Lutter contre les coliques : solutions et gestes qui soulagent vraiment

Par Maxime
6 minutes

Comprendre les coliques du nourrisson : un véritable casse-tête pour les parents


Les pleurs inconsolables de votre bébé vous prennent au dépourvu chaque soir ? Votre tout-petit se tortille, serre les poings, devient rouge, et semble souffrir sans raison visible ? Pour de nombreux parents, les coliques du nourrisson sont une épreuve aussi fréquente que déstabilisante durant les premiers mois de vie. Avant de passer aux solutions, faisons le point sur ce que recouvrent vraiment ces fameuses "coliques" et comment les distinguer d'autres manifestations.
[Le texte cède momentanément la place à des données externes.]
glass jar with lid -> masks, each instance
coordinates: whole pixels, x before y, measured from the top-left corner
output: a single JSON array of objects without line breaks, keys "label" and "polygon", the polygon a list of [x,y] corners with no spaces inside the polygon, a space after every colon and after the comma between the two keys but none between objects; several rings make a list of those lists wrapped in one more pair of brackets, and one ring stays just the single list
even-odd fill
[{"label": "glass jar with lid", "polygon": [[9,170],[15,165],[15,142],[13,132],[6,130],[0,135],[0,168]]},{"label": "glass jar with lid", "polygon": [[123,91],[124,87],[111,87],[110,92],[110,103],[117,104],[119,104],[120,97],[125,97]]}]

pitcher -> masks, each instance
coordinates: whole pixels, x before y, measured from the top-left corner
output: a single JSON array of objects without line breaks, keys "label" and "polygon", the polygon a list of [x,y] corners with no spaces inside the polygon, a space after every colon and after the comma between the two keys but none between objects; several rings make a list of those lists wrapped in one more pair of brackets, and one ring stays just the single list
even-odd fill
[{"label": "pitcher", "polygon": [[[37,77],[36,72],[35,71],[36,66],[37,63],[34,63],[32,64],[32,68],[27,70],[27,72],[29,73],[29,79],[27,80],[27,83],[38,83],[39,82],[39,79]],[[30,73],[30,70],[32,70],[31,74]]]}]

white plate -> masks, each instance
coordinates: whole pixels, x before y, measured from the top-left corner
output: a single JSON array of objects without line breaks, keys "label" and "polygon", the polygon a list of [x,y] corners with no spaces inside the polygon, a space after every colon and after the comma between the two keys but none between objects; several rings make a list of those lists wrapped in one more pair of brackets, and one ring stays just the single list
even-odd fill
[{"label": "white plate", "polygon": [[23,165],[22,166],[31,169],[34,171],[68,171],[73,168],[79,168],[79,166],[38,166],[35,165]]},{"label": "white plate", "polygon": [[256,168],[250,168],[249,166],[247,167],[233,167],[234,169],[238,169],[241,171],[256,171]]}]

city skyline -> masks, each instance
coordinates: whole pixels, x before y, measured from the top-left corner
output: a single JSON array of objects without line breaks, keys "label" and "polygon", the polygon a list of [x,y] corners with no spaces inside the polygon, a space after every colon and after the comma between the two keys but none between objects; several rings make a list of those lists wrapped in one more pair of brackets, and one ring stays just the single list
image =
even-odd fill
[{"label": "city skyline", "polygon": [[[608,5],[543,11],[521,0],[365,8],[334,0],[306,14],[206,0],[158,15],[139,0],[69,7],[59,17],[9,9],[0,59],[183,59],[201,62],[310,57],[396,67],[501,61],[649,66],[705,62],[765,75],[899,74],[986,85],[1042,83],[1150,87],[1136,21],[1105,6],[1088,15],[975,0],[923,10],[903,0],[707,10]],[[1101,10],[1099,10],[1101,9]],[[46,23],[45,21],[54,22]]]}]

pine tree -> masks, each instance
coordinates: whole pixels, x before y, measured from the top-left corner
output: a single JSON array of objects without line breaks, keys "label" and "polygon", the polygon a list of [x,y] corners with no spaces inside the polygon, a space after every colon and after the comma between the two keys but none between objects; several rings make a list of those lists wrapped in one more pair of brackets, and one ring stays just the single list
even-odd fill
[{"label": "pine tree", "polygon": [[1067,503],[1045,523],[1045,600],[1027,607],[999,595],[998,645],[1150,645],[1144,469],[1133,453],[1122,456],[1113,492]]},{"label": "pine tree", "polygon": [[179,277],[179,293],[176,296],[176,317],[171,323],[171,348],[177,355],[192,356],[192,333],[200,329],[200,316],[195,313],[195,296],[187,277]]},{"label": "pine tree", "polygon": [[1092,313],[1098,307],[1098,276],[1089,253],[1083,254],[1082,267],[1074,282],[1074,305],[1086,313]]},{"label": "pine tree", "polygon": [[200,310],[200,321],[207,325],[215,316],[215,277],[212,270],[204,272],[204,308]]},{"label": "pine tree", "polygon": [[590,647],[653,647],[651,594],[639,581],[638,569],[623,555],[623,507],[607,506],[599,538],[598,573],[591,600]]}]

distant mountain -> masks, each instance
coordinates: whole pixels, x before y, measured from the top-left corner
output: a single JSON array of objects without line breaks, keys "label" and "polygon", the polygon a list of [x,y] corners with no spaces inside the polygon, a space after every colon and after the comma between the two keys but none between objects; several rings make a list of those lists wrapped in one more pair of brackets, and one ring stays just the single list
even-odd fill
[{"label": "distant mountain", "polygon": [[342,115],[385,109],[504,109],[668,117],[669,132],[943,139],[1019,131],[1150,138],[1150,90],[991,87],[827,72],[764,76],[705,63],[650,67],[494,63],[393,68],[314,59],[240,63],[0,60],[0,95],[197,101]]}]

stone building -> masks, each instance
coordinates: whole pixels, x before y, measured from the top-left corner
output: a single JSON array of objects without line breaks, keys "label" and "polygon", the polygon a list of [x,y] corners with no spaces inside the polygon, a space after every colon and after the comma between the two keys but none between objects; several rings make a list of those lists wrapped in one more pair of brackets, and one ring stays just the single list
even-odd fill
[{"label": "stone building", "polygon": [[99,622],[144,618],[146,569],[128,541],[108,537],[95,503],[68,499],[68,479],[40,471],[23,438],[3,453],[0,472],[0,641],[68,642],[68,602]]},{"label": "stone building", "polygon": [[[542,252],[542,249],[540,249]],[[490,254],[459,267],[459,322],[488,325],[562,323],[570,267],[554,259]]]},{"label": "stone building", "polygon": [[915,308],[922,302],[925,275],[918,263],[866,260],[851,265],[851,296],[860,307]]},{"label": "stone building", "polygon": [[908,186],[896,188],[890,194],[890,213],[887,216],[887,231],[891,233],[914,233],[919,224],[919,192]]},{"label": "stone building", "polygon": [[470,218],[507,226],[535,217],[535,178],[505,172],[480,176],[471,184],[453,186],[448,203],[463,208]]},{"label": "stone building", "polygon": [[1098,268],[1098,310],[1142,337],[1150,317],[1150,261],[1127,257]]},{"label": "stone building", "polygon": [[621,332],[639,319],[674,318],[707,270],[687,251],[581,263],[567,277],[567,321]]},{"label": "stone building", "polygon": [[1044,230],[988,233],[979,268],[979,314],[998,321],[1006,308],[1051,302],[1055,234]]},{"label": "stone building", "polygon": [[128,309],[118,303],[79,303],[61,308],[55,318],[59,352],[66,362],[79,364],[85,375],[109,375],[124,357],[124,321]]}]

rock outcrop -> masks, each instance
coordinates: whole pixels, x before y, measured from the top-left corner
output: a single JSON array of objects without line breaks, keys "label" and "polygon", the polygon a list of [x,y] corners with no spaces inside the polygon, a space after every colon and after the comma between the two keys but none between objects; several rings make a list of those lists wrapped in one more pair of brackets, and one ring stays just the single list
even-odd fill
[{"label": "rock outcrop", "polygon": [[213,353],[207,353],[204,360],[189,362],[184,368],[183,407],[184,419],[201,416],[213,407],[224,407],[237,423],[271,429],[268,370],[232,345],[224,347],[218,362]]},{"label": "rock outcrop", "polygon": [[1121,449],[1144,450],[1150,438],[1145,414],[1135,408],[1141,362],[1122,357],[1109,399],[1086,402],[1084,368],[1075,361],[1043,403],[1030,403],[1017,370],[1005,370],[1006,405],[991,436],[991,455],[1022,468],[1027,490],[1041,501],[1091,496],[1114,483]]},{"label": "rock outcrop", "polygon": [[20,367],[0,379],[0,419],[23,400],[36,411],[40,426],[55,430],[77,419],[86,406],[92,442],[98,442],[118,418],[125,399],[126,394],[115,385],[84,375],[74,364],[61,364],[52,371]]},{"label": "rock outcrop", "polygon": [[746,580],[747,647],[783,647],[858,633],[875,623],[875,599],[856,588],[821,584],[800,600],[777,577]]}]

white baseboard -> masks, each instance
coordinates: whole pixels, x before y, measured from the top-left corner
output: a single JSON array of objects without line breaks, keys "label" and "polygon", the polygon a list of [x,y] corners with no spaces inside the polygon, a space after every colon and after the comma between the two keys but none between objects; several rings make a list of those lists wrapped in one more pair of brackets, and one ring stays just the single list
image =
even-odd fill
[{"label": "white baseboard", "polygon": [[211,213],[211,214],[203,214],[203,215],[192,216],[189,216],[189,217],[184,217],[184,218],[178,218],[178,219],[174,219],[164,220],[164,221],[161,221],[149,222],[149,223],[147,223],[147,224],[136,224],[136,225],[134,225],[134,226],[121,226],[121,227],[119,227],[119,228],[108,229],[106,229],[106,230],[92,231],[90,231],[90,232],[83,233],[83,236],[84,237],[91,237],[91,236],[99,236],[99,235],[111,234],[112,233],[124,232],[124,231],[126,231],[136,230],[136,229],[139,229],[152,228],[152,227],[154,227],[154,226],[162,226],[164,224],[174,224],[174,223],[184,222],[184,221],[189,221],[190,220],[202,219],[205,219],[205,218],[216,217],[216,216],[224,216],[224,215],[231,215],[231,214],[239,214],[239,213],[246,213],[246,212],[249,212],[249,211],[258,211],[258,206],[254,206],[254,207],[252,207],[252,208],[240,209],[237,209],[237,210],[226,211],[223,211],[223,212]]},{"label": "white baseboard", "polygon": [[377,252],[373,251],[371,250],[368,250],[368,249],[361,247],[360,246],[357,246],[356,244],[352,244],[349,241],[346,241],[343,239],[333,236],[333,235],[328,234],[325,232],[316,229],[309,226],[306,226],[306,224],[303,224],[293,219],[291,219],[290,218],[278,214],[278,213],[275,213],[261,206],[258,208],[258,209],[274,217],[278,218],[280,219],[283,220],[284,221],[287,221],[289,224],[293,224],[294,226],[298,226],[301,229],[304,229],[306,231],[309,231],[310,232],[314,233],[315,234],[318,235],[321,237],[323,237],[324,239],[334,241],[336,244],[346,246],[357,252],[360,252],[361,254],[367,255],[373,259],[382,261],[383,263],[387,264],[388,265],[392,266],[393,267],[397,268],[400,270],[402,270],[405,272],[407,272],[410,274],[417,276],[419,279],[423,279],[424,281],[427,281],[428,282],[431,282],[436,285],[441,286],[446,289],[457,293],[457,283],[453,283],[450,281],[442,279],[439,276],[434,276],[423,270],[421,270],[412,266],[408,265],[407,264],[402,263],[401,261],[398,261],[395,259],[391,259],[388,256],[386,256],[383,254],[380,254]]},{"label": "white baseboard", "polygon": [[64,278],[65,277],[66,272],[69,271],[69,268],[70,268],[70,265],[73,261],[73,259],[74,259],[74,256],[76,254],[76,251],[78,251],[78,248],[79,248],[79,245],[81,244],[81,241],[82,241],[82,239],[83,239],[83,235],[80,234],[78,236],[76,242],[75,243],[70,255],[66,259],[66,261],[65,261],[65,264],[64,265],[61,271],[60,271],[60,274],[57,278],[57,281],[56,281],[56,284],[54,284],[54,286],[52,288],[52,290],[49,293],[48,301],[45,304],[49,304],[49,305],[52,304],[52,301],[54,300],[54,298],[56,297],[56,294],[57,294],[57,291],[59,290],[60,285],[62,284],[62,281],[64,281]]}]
  • Que sont les coliques ? Ce terme désigne des crises de pleurs intenses et récurrentes, inexpliquées, chez les bébés de moins de 4 à 5 mois. Les épisodes surviennent le plus souvent en fin de journée ou le soir, sans lien direct avec la faim, la couche ou une maladie.
  • Combien de temps ça dure ? Typiquement, les coliques débutent vers la 2e ou 3e semaine, culminent vers 6 semaines et s’estompent vers 3 à 4 mois.
  • À quoi les reconnaît-on ? Bébé pleure plus de 3 heures par jour, plus de 3 jours par semaine, il se cambre, replie les jambes, a parfois le ventre dur ou des gaz. Entre les crises, il va bien.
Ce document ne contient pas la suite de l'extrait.